Dataset Splits No The paper specifies training and test image counts for CUB-200 and MSCOCO datasets but does not explicitly mention a separate validation split. 'The CUB-200 dataset consists of 8,855 training images and 2,933 test images representing 200 species of birds. In MSCOCO, there are 591,753 images utilized for training and 25,014 for testing'.
Hardware Specification Yes We trained all models with a batch size of 16 across 8 Tesla A100.
Software Dependencies No The paper mentions 'Adam W' as an optimizer but does not provide specific version numbers for software dependencies such as programming languages or libraries.

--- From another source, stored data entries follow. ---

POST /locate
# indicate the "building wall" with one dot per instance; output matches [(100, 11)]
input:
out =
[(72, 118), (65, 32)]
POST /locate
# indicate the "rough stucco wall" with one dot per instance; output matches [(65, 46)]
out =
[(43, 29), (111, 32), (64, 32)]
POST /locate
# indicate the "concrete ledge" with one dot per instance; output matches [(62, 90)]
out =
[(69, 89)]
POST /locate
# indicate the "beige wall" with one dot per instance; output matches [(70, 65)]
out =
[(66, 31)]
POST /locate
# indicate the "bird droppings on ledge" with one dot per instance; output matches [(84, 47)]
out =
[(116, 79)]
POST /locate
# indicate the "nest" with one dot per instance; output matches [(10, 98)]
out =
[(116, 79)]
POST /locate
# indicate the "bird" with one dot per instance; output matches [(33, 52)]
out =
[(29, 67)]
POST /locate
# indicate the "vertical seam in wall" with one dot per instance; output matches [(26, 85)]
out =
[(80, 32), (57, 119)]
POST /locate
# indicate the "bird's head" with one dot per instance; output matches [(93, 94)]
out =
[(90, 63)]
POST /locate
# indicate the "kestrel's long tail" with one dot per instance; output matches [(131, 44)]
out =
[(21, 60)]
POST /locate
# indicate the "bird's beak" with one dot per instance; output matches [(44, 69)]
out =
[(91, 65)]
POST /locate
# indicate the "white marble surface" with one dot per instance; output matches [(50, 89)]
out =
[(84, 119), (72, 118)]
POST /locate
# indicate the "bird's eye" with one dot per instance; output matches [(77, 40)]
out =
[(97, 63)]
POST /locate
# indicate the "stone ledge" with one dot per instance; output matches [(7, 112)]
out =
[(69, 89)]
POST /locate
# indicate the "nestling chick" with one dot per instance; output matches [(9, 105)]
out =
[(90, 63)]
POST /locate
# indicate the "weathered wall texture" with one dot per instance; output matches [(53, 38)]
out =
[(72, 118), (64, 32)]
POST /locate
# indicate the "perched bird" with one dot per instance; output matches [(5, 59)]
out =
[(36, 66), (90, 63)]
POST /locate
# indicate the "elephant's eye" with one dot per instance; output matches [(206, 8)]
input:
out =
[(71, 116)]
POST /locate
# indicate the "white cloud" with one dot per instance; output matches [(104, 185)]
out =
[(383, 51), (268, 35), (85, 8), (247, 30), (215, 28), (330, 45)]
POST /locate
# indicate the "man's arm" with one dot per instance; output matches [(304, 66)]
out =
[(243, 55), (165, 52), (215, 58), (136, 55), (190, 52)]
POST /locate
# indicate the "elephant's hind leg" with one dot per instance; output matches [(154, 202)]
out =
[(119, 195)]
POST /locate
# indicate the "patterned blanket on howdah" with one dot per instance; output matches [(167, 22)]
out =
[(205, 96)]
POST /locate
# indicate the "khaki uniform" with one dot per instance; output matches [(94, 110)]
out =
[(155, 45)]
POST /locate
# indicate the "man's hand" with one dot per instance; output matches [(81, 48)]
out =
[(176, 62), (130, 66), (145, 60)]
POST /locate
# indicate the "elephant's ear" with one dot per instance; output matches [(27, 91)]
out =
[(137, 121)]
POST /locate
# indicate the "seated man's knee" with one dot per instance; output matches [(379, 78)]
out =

Experiment Setup Yes For the diffusion process, we set the number of diffusion steps to 500. And the noise planning is linear, where αt goes from 1 to 0 and γt goes from 0 to 1. The denoising network architecture is as described in Sec.3.2, in which the transformer comprises 20 transformer blocks with 16 heads attention and 1024 feature dimension. The model contains 600M parameters. For the ablation model, we use 18 transformer blocks with 16 heads, and the dimension is 256. The model contains 119M parameters. The optimiser for the model is Adam W (Loshchilov & Hutter, 2018), and the learning rate is 9e 4 without warmup. We trained all models with a batch size of 16 across 8 Tesla A100.